Organic solvent-resistant and thermally stable polymeric microfiltration membranes based on crosslinked polybenzoxazine for size-selective particle separation and gravity-driven separation on oil-water emulsions

Polymeric membranes, compared with their inorganic counterparts, usually suffer from insufficient solvent resistance and thermal stability. In this study, an organic solvent-resistant thermally stable polymeric micro-filtration membrane is prepared with a self-crosslinkable polybenzoxazine as a precursor. The obtained membranes have pore sizes of approximately 3.4 mu m and superior antiswelling stability in organic solvents; thus, they exhibit excellent performance in terms of size-selective particle separation inorganic phases.
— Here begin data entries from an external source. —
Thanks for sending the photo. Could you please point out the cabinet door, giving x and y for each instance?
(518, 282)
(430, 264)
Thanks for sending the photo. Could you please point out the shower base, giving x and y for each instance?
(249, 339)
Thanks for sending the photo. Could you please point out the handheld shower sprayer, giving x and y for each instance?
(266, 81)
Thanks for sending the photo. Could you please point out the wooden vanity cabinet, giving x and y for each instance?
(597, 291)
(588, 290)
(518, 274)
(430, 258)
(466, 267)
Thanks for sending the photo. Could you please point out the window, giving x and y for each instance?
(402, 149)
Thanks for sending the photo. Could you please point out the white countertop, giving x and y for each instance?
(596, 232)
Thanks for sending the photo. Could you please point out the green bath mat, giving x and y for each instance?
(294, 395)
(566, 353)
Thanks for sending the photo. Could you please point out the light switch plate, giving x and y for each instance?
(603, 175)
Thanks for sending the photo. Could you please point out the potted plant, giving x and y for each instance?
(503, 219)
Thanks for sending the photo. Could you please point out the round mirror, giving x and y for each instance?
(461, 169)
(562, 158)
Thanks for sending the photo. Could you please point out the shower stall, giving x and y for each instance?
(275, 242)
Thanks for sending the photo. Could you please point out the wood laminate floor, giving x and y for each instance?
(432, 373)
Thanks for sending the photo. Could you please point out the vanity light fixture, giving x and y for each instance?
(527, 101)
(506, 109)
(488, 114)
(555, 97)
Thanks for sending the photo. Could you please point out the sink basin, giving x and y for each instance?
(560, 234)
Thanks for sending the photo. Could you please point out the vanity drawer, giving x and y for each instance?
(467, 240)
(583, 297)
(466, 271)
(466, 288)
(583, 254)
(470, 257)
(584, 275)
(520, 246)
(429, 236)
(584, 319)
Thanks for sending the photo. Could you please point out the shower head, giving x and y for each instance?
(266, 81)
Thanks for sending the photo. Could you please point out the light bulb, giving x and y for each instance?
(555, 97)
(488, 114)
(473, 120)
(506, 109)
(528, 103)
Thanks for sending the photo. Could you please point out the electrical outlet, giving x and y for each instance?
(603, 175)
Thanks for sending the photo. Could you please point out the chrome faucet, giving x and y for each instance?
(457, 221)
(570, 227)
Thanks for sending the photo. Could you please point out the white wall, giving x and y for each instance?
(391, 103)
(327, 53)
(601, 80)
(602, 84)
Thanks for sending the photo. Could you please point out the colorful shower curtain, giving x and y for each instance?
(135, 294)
The membranes are also effective in the gravity-driven separation of surfactant-stabilized water-in-oil emulsions. The water contents of the filtrate oil phases are close to the natural solubility of water in the solvents; for example, a water content of 350 ppm, which is comparable to the water solubility in toluene (330 ppm), has been found in the filtrate toluene from water-in-toluene emulsions. Moreover, the membrane demonstrates pH-induced changes in oil and water selectivity in oil-water separations. When treated with a strong base solution, the oil-selective membrane becomes water-selective and exhibits favorable performance in terms of separating organic solvents from surfactant-stabilized oil-in-water emulsions. These features effectively extend the application scope of the prepared membrane for oil-water separations.